The Fram museum was pretty cool -- the museum itself was a giant A-frame building which houses the entire ship that made several polar expeditions -- to both poles. Not only that, you can go up and actually walk through the boat's interior, much of which is still intact. A pretty nice experience!

The Norwegian Maritime museum didn't have a huge amount of interesting things for me, but it was good to walk around it. Definitely good to leave to the end of the day where we could hurry through and then leave. The sun was setting as we left the museum so we stayed by the coast there to take some photos -- some of which I think turned out pretty well. Not too sure when I'll get those photos up, but hopefully not too long.

Having done a lot of walking and a lot of museuming, we returned to the city center to find something to eat. One thing we didn't really find on the trip was any sort of traditional Norwegian food. The places we were at seemed to be populated with Italian and Indian and other food, but we didn't really see anything traditional :/ Oh wells. So we stopped in at an Italian place which wasn't too bad. After having a nice dinner we headed back to our boat to enjoy the evening atmosphere therein.

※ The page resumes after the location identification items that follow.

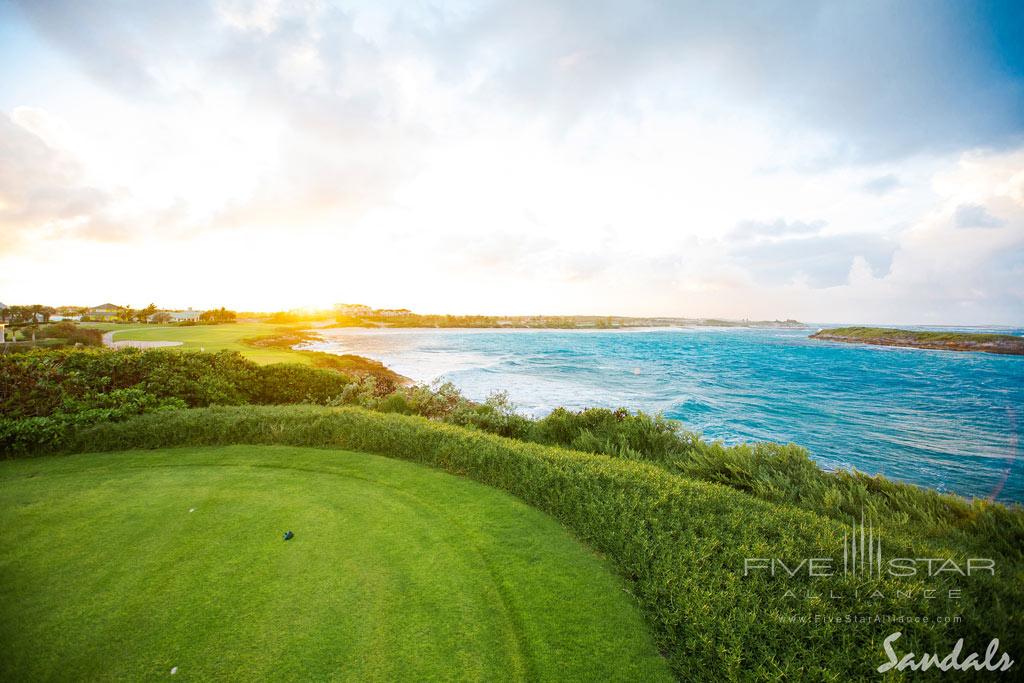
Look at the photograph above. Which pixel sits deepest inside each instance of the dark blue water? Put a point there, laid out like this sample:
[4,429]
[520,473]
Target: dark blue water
[946,420]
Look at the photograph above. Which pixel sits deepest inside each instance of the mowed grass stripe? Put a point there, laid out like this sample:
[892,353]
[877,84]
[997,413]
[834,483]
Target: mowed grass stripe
[396,572]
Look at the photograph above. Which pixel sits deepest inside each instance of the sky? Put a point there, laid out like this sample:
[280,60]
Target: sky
[846,162]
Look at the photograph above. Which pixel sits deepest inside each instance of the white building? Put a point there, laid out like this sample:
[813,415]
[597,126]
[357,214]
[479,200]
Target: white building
[184,315]
[352,309]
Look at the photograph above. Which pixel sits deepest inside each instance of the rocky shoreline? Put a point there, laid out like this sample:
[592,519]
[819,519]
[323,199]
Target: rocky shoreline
[1005,344]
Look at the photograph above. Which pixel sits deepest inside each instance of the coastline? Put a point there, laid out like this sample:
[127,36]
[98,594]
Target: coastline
[1006,345]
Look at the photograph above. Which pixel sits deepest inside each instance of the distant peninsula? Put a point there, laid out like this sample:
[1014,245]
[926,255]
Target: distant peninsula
[946,341]
[355,315]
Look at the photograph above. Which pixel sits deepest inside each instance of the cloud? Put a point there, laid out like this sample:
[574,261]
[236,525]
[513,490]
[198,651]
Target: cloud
[41,189]
[975,215]
[880,80]
[820,261]
[750,229]
[882,185]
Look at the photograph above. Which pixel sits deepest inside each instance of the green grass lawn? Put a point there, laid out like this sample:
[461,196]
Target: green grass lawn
[211,338]
[396,571]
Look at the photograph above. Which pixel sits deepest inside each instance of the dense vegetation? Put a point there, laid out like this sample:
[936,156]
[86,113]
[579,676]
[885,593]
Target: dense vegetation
[650,495]
[954,341]
[48,394]
[680,543]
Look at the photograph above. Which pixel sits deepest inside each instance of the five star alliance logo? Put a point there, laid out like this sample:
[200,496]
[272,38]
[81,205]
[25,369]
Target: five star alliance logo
[863,555]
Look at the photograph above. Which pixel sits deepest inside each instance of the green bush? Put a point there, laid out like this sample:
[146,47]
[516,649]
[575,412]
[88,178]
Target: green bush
[679,543]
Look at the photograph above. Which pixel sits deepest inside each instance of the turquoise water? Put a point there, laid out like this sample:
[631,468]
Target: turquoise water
[946,420]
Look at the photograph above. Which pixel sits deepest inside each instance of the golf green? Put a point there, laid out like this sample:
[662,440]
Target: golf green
[135,564]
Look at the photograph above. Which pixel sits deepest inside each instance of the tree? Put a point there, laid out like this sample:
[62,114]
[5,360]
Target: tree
[143,314]
[218,315]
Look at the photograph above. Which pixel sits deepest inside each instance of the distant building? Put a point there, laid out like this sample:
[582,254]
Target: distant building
[352,309]
[104,311]
[188,315]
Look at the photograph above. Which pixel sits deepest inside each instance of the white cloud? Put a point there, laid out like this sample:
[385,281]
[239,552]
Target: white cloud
[519,158]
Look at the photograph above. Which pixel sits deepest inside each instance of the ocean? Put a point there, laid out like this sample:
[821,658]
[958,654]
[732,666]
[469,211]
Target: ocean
[951,421]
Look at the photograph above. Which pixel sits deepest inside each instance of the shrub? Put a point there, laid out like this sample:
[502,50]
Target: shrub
[679,543]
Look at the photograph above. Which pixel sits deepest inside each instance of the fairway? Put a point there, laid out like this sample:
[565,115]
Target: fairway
[130,564]
[210,338]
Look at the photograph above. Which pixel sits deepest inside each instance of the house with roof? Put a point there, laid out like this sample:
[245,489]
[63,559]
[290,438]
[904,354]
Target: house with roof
[104,311]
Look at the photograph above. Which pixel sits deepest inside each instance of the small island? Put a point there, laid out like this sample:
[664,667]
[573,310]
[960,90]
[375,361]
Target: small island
[946,341]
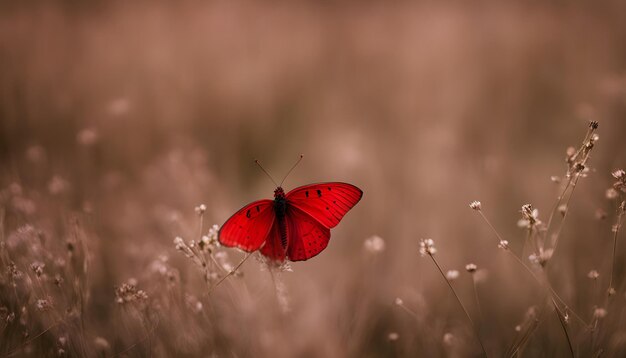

The boat's common room was the only place where we could get internet, which was a good thing since there was lots of activity in the common room. There was a bar (although the beer they were serving wasn't amazing), and music and just some general fun times. Some dancing even broke out later on in the evening. But we had had a long day so we turned in early.

The next day we were determined to use the remaining time on our Oslo passes, so we first went to visit Akershush fortress, which we didn't realize didn't open until the afternoon on Sundays. Whoops. The day was cloudy and rainy, but we weren't gonna let that stop us. We walked around the outside of the fortress a bit before heading off to the Nobel Institute, which is based in Oslo. They had some exhibits there, but it actually wasn't all that interesting, and was pretty pricey at that! Good thing it was free with our Oslo pass!

From there we caught the underground to the Eastern part of town to check out the natural history museum. That museum is actually several buildings spread across a pretty wide area, and there was a lot to see. So we wandered through the rained on plants for awhile before finding the geological building and then the zoological building. They sure had a lot of stuff to look at! Partway through my feet were sure tired of all the walking!!!

We had a couple hours to spare before our bus back to Torp airport, so we stopped in at another Italian place ... and this turned out to be a really good choice. I had a dish called "Turkish Risotto" which was absolutely delicious. Mmmm.

We picked up our luggage and spent a rather uneventful trip back to Dublin via bus and plane. So it was a pretty good trip! Next up, we're headed to Barcelona over Christmas, which is pretty exciting!